Using a content creation framework in ChatGPT
But even if you don’t have a data analytics team, you can still benefit from AI. Here is an example of a ChatGPT prompt that, when answered, helps to tell your story in a new way:
"Using the 'Storytelling' framework, please write a marketing campaign outline that tells a compelling story about how our [product/service] helped a [customer] overcome their [problem]. Use vivid details and emotional language to create a connection with the reader and showcase the effectiveness of our product."
Because it’s a language learning model, the more information we put in over time, the higher the quality of the output over time using your brands tone and voice. Think of it, every piece of content that your customers and prospects are exposed to are now written in a singular brand voice. Brilliant!
Association Rule Mining
Here’s a fun fact: data shows that people who go to the store and buy bread and butter often times also buy milk. French toast for dinner, anyone? This insight can guide product placement in a grocery store. Do you put these items on the shelf near each other for customer convenience or far apart to tempt customers into buying Newman-O’s, Haagen Dazs, and Fritos along the way? (Okay, that bit is about me… please put in the comment below your grocery store vices). Embedded in this answer is a strategy to increase sales by having more items in the shopping cart then they came in for. And what works for a physical buying experience is what works for a digital one. That's the association rule.
Customer journey mapping is a great example of how to apply the association rule to drive upselling and cross selling. Finance data tells us who’s buying what and when. CRM data shows engagement with our content and where they are on the buying journey. Mash it all together and you can now cluster the data to better understand the personas of your buyer, and then you're able to use AI to find more of those people. Using AI, Marketing then designs campaigns to move customers along a prescribed path designed to increase revenue by acquiring new customers and by extending the Lifetime Value (LTV) of an existing customer. Can you say ka-ching?

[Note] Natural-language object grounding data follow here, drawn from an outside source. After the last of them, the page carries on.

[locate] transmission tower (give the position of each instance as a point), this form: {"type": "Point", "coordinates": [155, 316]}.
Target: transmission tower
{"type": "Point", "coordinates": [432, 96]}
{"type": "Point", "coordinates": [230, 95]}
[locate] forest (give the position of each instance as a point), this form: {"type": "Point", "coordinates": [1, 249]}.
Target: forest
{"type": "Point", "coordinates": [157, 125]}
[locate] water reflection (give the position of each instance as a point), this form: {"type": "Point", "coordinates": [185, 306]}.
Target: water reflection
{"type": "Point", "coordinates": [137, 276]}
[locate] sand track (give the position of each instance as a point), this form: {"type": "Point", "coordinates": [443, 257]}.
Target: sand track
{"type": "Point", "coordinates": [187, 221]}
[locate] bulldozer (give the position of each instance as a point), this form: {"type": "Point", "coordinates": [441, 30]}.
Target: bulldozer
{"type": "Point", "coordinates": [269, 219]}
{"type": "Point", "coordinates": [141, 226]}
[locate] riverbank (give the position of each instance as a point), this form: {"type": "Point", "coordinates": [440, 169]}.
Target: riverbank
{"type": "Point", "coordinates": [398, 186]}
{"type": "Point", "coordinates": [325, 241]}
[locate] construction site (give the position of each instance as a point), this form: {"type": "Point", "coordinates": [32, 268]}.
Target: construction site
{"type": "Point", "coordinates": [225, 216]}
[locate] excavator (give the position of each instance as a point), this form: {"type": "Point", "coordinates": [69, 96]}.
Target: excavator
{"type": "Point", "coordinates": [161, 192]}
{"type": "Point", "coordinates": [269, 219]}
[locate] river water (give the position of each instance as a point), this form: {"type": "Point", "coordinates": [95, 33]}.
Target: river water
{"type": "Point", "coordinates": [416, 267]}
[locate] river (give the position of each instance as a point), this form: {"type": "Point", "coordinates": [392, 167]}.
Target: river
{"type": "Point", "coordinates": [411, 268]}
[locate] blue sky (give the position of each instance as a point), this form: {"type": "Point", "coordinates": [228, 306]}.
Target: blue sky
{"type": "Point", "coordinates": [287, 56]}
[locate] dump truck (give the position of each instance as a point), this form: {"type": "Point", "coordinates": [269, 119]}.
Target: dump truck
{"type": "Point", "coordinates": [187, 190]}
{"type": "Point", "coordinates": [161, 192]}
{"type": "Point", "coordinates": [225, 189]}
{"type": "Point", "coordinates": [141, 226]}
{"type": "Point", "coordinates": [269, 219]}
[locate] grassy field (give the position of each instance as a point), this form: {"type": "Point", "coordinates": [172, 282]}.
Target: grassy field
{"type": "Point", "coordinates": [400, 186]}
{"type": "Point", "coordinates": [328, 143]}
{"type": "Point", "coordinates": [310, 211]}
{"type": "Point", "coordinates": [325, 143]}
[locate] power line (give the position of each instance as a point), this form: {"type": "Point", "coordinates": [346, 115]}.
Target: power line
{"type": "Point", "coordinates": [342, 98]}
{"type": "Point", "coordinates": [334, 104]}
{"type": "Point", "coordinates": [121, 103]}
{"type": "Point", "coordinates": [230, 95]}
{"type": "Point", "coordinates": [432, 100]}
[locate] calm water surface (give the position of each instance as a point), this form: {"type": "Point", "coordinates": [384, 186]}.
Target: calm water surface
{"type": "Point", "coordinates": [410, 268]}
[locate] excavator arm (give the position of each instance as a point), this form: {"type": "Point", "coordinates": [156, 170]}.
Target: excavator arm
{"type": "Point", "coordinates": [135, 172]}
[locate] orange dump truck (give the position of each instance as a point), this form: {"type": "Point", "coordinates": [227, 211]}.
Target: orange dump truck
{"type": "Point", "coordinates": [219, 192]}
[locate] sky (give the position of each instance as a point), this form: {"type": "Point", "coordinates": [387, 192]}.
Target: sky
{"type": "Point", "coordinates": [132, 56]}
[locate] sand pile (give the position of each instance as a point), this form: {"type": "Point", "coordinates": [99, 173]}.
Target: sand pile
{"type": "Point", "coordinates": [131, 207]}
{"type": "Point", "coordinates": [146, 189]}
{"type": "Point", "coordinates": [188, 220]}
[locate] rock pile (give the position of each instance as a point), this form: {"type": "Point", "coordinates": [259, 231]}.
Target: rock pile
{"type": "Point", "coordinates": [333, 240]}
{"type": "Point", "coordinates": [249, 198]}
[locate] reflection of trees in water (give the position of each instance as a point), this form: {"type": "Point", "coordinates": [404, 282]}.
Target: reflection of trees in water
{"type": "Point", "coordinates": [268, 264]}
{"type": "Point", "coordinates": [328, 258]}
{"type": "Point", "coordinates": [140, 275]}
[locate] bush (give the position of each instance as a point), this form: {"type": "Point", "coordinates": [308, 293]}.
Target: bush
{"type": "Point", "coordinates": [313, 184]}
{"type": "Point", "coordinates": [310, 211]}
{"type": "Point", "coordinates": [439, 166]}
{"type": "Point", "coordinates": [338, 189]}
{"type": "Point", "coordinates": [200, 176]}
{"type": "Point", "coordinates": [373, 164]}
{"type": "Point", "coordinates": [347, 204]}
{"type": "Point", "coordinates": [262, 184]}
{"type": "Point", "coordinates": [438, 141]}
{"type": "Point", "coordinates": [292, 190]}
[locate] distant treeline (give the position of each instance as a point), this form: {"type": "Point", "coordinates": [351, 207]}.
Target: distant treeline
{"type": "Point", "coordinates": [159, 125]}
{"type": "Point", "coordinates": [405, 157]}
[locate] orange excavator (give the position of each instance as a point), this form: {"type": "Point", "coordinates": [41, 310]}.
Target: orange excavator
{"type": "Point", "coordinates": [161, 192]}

A Call to Action for Managers
Managers today need to not only have strong vertical and domain expertise but they also need to be data savvy so that they can be asking better questions to yield better answers from their data analytics. Their ability to ask the right questions allows the analytics team to pull the right source data, review it, throw it into the salad spinner and spit out a unified picture that tells a cohesive, data-driven story. But it all starts with managers knowing what questions to ask that, when answered, helps them make informed decisions faster.
So, while I didn’t need big data, visualization charts, or fancy analytics to crack Maria’s pill-popping caper or to create a fail-safe process for her, it’s a prime example of how a little Sherlock Holmes-style observation, asking smart questions, connecting the dots, assessing the Defcon level, and lovingly instituting a new pill management system is basically the same as tackling business problems with a data-centric approach. Just swap the pills for KPIs, and voila, you’re a corporate hero!
Now if you'll excuse me, I've got a pivot table to create for my parents doctors appointments... or a pill to find on the carpet.